How Fast Your Car Needs to Be to Outrun a Cop - SQL2219
http://www.caranddriver.com/features/how-fast-does-your-car-need-to-be-to-outrun-a-cop-feature
======
Multicomp
Where I live, our community's patrol cars are late model Dodge Chargers or
Ford Tauruses with souped up police packages that can go blistering speeds -
but the local laws say they can't go above 95MPH even in a car chase for
safety reasons. Luckily they usually just PIT those cars before they get too
far away.

It's not even really about outrunning the cop - its about getting out of the
'car chase' situation smoothly.

You have several options to do so:

\-- Get far enough away/have enough leading of the cops to lose the car and be
calmly walking away or better on a bus moving away by the time they arrive so
they can't find you (note that this assumes they don't know who you are)

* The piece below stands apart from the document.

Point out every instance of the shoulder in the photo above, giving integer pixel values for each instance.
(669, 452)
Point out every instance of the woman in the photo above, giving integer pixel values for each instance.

\-- Drive right out of their jurisdiction and be sure that whoever's
jurisdiction you are driving into either doesn't care or doesn't know about it

\-- Exit the country (similar to #2) and don't return to the country you were
speeding in

No matter what though whoever is chasing you is not just going to say 'oh well
they got away, might as well not even file a report' \- you will never be able
to 'undo' that chase without dealing with the law.

------
mtmail
Question isn't answered in the article unless you count "a lot faster".